L’AVS livrée aux passions
On transige pour des intérêts, jamais quand il s’agit de passions ou de doctrines. Ce qui vient de se passer aux Chambres fédérales à propos de la réforme de la prévoyance vieillesse et de l’AVS confirme le vieil adage. «Loin d’être plus sage que le peuple, l’élite n’est pas raisonnable, car elle est livrée à ses désirs et à des motivations pas toujours avouables», enseignait le philosophe Alain, l’auteur des Propos sur les pouvoirs.
Il aura fallu 170 heures de débats, entourés de conciliabules de coulisses et de sommations à l’endroit des indociles, dans une ambiance exécrable, pour que le Conseil national adopte jeudi la réforme des retraites. La campagne de votation sera féroce jusqu’en septembre. Rien que de l’humain, dans le fond, puisque la question des retraites concentre à elle seule toutes nos contradictions, nos conceptions opposées sur la relation entre l’Etat et les citoyens. Elle reflète notre vision de la solidarité et de la responsabilité individuelle, du système économique. Elle définit notre droit au repos et aux ressources. Elle parle de l’incertitude liée à l’évolution démographique. En un mot de tout ce qui fait qu’il existe une droite et une gauche. Une charge explosive.
Les passions ou les idéologies n’empêchent pas les intérêts. Dans cette empoignade, deux types d’enjeux enveniment encore les échanges: les rapports de force et les finances. Le virage à droite du Conseil national depuis les élections de 2015 a durci les conflits entre gauche et droite. Avec 108 représentants sur 200, le bloc UDC-PLR-Vert’libéraux – malgré la défection des Vert’libéraux cette fois-ci – entend bien infléchir la politique fédérale à sa volonté. Si ce n’est sur les questions européennes, du moins en matière de politique économique. Moins de réglementation, moins de pression fiscale sur les entreprises, davantage de rigueur budgétaire. C’est une remise en cause de la pratique du compromis à laquelle la politique fédérale était condamnée ces dernières décennies faute de majorité claire. Les fronts se sont durcis. Une lutte de pouvoir. Forte de sa victoire contre la réforme de l’imposition des entreprises (RIE III), la gauche entend montrer ses limites au bloc de droite. Et jouer sur les questions sociales le peuple contre les élus de droite. Reculer sur la question des retraites aurait été un aveu de faiblesse fatal pour le PS.
L’autre enjeu est l’avenir des caisses de pension, déjà entravées par la baisse inquiétante des taux et les intérêts négatifs prélevés par la BNS. Les quelque 1800 caisses de pension gèrent une fortune de quelque 800 milliards de francs, ce qui laisse aux banques, gestionnaires de fortune et conseillers plusieurs milliards en frais de gestion.
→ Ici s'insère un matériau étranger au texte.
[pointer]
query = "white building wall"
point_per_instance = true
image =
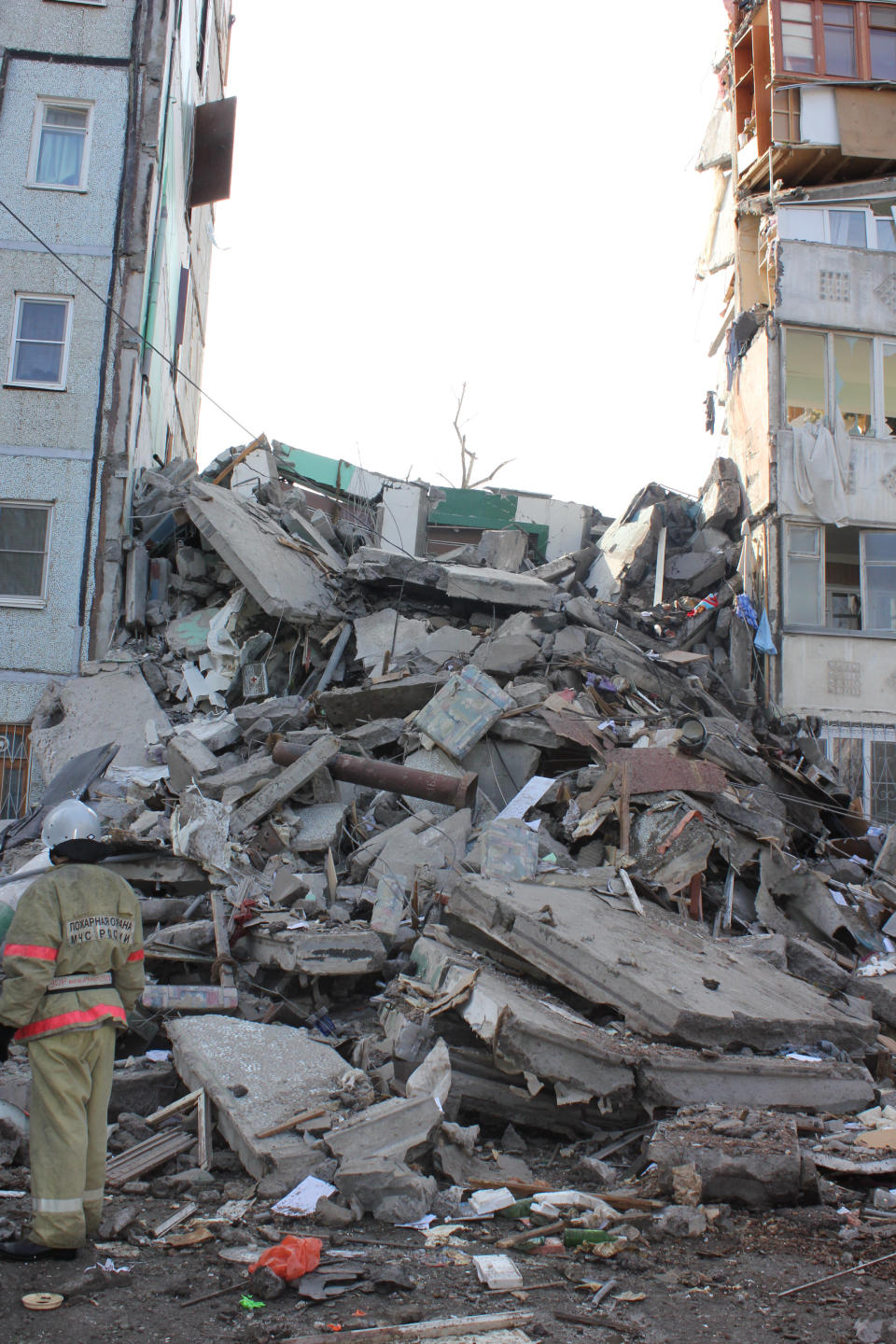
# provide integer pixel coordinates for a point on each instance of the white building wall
(57, 26)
Dans une logique d’économie strictement libérale, pas question de favoriser un renforcement de l’AVS redistributrice au détriment d’un 2e pilier basé sur la capitalisation. La place financière, de plus, a tout intérêt à une croissance des capitaux sous gestion par l’augmentation des cotisations. Enfin, un échec de la réforme ou simplement une part plus réduite de la TVA – 0,6% au lieu de 1% comme le proposait le Conseil des Etats – pourraient avoir pour conséquence d’imposer très vite une nouvelle réforme, comme de repousser l’âge légal à 67 ans, comme y songe le PLR. Sur les passions, s’incruste donc la méfiance, pour ne rien arranger. Derrière l’invocation de l’intérêt commun, combien d’intérêts particuliers?